2nm ‘Eurofab’ talks today with TSMC, Intel and Samsung

Business news |
By Nick Flaherty



Intel’s CEO Pat Gelsinger and Maria Merced, European president of TSMC, are heading into discussions with the European Commission today. Samsung Electronics is also expected to take part around a leading edge 2nm fab.

The European Union wants to reverse the downward trend and see Europe making 20 percent of global chip output. It has also said it wants to return to leading edge chip manufacturing at 2nm. This is after spending about 30 years of European chip companies moving to fab-lite strategies and outsourcing their digital manufacturing to Asia.

Margrethe Vestage, the European Commission’s executive vice president for the digital age, and Internal Market Commissioner Thierry Breton, are expected to release details of the Commission’s strategy to reverse decades of decline in semiconductor manufacturing.

It is notable that the Intel CEO has come to Europe for the talks. He is likely the most amenable to building a wafer fab with European funds, having boosted investment in its fab in Leixlip, Ireland. Meanwhile TSMC and Samsung, are likely to say no, preferring to spend in Taiwan and South Korea, respectively, and in the United States, which is the guarantor of their independence from China.

The European Commission is rumoured to be touting the vision of a joint venture or partnership with TSMC or Samsung to locate a wafer fab somewhere in France, in Dresden Germany, although elsewhere in Europe.

Next: strategic/economic


While the ability to make 2nm chips may be strategic to European politicians it has proved too capital-intensive for European chip executives and their shareholders. In addition European manufacturing sectors such as automotive and industry do not need leading-edge digital chips in volume.

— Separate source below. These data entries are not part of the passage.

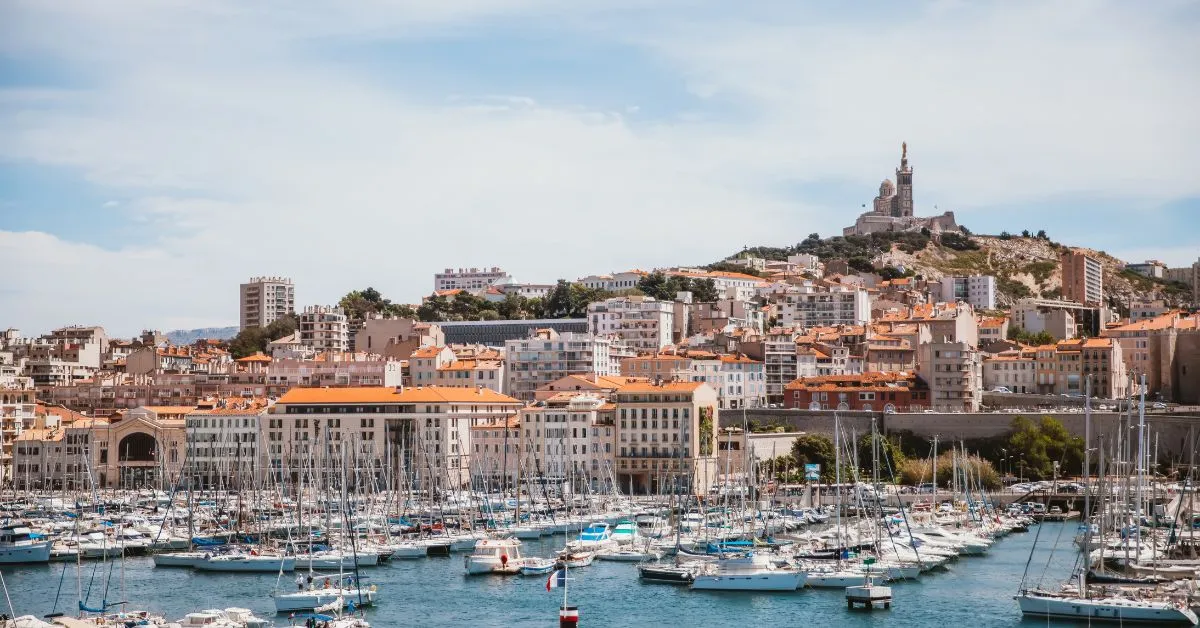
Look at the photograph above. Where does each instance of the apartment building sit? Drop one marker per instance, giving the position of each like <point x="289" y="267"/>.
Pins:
<point x="1150" y="268"/>
<point x="953" y="372"/>
<point x="569" y="441"/>
<point x="993" y="329"/>
<point x="1014" y="370"/>
<point x="547" y="356"/>
<point x="225" y="444"/>
<point x="1189" y="276"/>
<point x="1083" y="279"/>
<point x="468" y="279"/>
<point x="443" y="366"/>
<point x="666" y="437"/>
<point x="739" y="381"/>
<point x="811" y="304"/>
<point x="869" y="392"/>
<point x="497" y="456"/>
<point x="421" y="434"/>
<point x="396" y="338"/>
<point x="264" y="300"/>
<point x="889" y="353"/>
<point x="324" y="328"/>
<point x="979" y="291"/>
<point x="640" y="322"/>
<point x="613" y="282"/>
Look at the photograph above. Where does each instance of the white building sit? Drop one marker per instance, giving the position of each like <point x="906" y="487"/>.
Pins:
<point x="223" y="443"/>
<point x="739" y="382"/>
<point x="641" y="322"/>
<point x="815" y="305"/>
<point x="547" y="356"/>
<point x="613" y="282"/>
<point x="954" y="374"/>
<point x="570" y="440"/>
<point x="324" y="328"/>
<point x="265" y="299"/>
<point x="979" y="291"/>
<point x="468" y="279"/>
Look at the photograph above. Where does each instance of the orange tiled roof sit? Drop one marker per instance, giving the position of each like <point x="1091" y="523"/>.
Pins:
<point x="429" y="394"/>
<point x="641" y="386"/>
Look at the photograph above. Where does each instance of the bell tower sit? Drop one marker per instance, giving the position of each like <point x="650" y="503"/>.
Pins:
<point x="903" y="207"/>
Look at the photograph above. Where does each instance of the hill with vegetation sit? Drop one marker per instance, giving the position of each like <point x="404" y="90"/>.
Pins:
<point x="1024" y="264"/>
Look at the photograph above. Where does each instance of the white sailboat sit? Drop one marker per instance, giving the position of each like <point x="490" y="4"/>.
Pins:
<point x="753" y="572"/>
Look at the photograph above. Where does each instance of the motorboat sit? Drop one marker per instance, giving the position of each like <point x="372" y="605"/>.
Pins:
<point x="573" y="558"/>
<point x="630" y="555"/>
<point x="594" y="537"/>
<point x="534" y="566"/>
<point x="495" y="556"/>
<point x="312" y="597"/>
<point x="232" y="617"/>
<point x="669" y="574"/>
<point x="19" y="545"/>
<point x="625" y="532"/>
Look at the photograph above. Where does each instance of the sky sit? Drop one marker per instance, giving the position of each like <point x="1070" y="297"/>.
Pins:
<point x="155" y="154"/>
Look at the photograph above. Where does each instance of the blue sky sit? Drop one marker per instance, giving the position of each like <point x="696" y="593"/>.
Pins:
<point x="157" y="154"/>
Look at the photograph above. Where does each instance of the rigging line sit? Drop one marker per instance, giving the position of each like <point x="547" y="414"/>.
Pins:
<point x="1030" y="560"/>
<point x="1055" y="546"/>
<point x="59" y="592"/>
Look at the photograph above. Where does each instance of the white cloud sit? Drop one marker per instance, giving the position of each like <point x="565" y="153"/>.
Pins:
<point x="251" y="155"/>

These tend to go to consumer electronics and computing equipment, which is no longer made in Europe.

Many observers have called these ambitions naïve and impossible. Certainly, local chip companies have little or no interest in the digital leading edge – except as foundry customers – as Neelie Kroes found out in 2013, when she was European Commissioner for the Digital Agenda.

Others have said that Europe as a continent must have ambition and be consistent over the long-term. And that all such journeys start with a first step.

It is possible that Intel, which under incoming CEO Gelsinger has said it want to re-enter the foundry market, could be the person most likely to bite on the European Commission’s offer, although Intel itself has been falling off the leading-edge over several years due to problems with bringing up its chip manufacturing processes at the 10nm and 7nm nodes. Intel itself is having to increase its outsourcing at the leading edge.